Long Term Support

Current Release and LTS Policy

The past was well built and the future is bright. 

Apostrophe 4: state of the art meets stability

Apostrophe 4.x is a long-term support release.

Apostrophe 4.x makes developing and managing digital experiences with Apostrophe friendlier, faster, and more maintainable. Version 4.x is a Long Term Support release.

Version 4.x emphasizes a modern frontend architecture for the administrative interface, powered by Vue. 4.x also emphasizes support for modern JavaScript patterns like promises and async/await.

We commit to supporting the Apostrophe 4.x series until at least May 2027, with adle to those with a support agreement.

Apostrophe 3: stability + migration

The difference between Apostrophe 3.x and 4.x is not a large one. Apostrophe 4.x upgrades the admin UI from the no longer supported Vue 2.x series to the Vue 3.x series. Migration is straightforward and well-documented with no changes required at all outside of custom admin UI code. However, because this change involves some effortfor those who have customized the admin UI, we have committed to support the 3.x series with basic updates and address any serious security concerns stemming from the use of Vue 2.x until May 2025.
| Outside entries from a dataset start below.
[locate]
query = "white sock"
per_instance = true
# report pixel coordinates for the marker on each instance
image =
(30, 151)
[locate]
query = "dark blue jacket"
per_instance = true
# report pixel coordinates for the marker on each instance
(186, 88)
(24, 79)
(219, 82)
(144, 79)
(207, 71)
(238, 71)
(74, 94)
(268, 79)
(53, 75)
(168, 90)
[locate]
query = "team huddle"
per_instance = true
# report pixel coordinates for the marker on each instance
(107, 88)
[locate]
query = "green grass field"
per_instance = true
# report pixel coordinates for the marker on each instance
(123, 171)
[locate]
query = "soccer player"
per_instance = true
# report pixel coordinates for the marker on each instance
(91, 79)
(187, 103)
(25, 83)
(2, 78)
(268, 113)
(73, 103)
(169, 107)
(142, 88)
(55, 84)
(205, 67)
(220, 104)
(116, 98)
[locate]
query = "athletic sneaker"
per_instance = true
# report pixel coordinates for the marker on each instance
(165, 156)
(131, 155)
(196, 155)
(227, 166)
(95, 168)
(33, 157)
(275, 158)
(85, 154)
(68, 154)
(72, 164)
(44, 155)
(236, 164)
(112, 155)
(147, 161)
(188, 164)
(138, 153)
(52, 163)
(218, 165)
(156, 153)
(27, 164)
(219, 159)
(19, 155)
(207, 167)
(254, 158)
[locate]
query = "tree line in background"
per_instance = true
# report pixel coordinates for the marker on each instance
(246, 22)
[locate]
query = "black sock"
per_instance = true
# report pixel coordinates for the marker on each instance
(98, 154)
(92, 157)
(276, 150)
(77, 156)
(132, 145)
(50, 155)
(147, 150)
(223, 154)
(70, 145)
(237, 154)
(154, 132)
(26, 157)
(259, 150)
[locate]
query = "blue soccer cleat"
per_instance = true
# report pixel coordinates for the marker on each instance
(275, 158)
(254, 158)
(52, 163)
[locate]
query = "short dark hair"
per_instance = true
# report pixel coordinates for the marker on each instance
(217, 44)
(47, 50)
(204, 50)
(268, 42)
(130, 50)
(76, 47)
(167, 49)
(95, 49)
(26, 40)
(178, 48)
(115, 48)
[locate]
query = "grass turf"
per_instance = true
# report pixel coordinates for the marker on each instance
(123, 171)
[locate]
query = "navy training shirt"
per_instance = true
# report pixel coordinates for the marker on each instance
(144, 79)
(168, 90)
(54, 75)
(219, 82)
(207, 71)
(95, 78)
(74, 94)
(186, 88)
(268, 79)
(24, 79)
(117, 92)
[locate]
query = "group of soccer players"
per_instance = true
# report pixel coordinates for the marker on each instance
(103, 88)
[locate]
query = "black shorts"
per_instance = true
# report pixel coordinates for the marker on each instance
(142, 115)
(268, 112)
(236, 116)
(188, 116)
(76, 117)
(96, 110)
Apostrophe 2: time upgrade

Apostrophe 2.x was a long-term support release. 

We provided full support from 2016 until 2023. In addition, maintenance will continue until at least the end of 2025 for those who wish to purchase an Apostrophe Enterprise Support SLA. We encourage all users of Apostrophe 2.x to migrate to 4.x as soon as practical.
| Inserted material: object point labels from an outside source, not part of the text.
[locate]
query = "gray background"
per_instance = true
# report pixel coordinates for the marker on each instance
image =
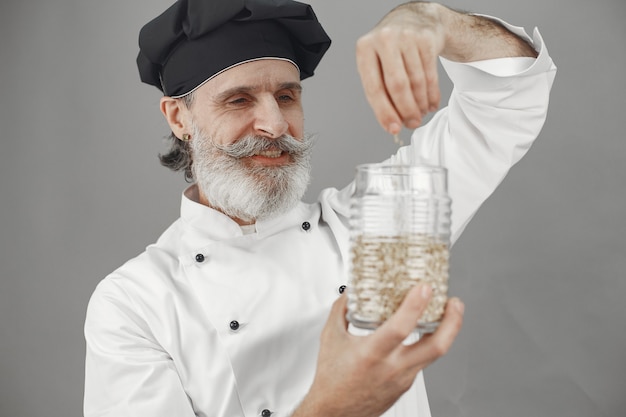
(541, 267)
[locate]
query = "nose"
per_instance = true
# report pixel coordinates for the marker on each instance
(269, 120)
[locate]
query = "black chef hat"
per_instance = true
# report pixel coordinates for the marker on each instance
(194, 40)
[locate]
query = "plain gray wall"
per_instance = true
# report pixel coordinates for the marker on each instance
(541, 267)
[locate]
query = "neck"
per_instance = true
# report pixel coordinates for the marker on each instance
(203, 200)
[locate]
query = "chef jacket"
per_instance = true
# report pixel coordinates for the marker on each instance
(212, 321)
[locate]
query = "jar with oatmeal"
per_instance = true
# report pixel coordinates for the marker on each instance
(399, 237)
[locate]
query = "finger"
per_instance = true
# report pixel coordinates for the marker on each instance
(371, 73)
(415, 68)
(397, 328)
(432, 346)
(429, 60)
(404, 83)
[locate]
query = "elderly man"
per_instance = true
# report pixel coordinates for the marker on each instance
(237, 309)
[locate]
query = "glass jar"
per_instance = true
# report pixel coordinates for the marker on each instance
(399, 237)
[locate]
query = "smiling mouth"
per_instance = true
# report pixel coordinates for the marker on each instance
(269, 153)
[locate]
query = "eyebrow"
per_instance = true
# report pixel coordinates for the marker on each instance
(224, 95)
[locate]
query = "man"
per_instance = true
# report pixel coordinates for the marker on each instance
(237, 309)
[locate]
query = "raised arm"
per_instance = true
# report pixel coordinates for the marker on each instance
(397, 60)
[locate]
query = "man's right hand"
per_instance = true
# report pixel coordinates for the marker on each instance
(362, 376)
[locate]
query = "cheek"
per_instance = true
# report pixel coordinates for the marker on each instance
(226, 130)
(296, 125)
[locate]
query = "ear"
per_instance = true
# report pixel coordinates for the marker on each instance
(176, 114)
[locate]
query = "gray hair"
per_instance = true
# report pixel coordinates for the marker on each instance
(179, 156)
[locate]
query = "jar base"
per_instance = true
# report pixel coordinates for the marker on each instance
(421, 327)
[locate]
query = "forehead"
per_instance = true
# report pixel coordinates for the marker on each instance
(260, 74)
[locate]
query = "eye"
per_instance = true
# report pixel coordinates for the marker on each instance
(238, 101)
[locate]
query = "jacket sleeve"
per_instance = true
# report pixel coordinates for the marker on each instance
(496, 110)
(127, 373)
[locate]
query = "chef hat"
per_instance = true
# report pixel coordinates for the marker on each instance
(194, 40)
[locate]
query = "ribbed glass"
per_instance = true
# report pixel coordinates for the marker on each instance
(399, 236)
Support for Apostrophe 0.5

Apostrophe 0.5 was a previous release of Apostrophe for the node.js platform. We provided critical security fixes for Apostrophe 0.5 until September 1st, 2018. Minimal transitional support remains available to those who wish to purchase an Apostrophe Enterprise Support SLA. A migration plan to 4.x is necessary. Legacy documentation is available here.

Semantic Versioning Guide

Apostrophe favicon

 

Semantic versioning is a philosophy that says that each backwards-incompatible change should trigger a new major version number. It's a good policy because it makes it safe to use npm dependencies to install Apostrophe.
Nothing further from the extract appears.